The Cyprus Kennel Club said legislation forcing all owners to label their dogs existed but was not being implemented.
Solomonides backed the call for dog tagging, admitting many hunters were guilty of abandoning dogs in the wild.
Poyiadji said local authorities were not doing enough to control strays. Local government representatives begged to differ.
Poyiadji also took the government to task over cruelty to pets, saying it lacked the will to implement both animal welfare and environmental legislation.
“Environmental and animal protection laws exist, but they are not implemented by the relevant authorities. The whole situation concerning environmental and animal protection is confused, out of control and desperate,” she said.
Ioannis Diaouris, representing the police, admitted there was some confusion about who was responsible for what when it came to animal welfare.
Economides said securing convictions for animal cruelty was not easy. “We have big problems in prosecuting because many complain but few take on the responsibility of testifying,” he said.
There had been four convictions for animal cruelty last year, with fines of between £50 and £150 imposed, he said.
“It needs to be a collective effort. In other countries animal protection is done by private organisations.
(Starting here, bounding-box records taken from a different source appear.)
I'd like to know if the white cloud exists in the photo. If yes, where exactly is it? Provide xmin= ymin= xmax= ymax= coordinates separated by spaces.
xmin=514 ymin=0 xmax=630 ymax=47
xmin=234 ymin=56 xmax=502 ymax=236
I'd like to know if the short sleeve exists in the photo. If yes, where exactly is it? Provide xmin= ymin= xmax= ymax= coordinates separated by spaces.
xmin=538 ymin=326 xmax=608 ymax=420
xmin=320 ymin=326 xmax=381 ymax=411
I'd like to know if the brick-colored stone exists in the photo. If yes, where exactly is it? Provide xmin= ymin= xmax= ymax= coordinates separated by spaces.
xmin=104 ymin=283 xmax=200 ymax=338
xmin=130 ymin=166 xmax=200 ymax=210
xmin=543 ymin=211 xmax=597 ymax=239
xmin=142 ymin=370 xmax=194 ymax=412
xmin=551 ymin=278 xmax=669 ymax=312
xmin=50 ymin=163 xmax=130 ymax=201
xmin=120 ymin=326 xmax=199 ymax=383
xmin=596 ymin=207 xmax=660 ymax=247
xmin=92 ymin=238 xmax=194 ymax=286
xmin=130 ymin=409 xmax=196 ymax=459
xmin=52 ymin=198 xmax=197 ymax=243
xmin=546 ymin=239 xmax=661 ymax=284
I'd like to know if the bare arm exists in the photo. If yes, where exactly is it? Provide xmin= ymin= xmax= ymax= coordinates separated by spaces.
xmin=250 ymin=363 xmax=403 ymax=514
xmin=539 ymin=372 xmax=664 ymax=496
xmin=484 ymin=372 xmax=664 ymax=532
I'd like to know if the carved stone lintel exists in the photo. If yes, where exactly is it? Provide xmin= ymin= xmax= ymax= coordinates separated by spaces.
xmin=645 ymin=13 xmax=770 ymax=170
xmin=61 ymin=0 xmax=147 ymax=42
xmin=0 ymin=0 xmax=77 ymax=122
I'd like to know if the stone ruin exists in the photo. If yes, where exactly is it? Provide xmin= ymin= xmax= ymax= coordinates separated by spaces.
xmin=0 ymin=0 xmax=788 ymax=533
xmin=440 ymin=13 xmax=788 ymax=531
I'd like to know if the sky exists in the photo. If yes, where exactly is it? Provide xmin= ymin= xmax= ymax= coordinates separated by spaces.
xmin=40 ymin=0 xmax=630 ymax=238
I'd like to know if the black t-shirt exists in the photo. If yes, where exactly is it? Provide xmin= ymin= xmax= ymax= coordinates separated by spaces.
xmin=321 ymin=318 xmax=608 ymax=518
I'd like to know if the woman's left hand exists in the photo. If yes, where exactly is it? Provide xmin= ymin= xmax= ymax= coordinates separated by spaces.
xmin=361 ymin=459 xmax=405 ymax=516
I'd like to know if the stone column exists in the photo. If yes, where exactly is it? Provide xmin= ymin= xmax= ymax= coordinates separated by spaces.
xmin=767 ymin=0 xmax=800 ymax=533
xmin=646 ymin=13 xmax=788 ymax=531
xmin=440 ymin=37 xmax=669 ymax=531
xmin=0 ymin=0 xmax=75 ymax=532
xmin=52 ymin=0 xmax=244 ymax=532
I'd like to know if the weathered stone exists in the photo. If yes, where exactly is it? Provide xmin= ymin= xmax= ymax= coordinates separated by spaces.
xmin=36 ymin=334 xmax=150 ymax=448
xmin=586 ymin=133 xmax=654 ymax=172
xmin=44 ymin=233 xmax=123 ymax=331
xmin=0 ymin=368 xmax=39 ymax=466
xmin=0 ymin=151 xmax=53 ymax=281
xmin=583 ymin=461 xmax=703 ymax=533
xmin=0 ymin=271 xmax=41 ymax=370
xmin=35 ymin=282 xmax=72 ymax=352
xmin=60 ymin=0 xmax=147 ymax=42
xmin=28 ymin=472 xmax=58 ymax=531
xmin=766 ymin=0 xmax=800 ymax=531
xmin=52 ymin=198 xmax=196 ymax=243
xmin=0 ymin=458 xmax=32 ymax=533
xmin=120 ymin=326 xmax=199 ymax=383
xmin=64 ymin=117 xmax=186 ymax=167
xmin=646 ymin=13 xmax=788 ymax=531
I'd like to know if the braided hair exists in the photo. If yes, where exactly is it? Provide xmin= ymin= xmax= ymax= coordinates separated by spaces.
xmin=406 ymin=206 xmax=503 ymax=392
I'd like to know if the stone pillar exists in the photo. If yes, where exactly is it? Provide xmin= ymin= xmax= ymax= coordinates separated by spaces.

In Cyprus the government is more involved than anywhere else,” Economides said.
Poyiadji disagreed: “Animal welfare groups have no obligation to take on the job of the government.”
Eliades concluded that non-governmental organisations were doing their best to protect animals but the same could not be said of the government. “There appears to be confusion, lack of political will, lack of opinions even, on the part of the government,” the chairman stated.
The debate is set to continue at a future date.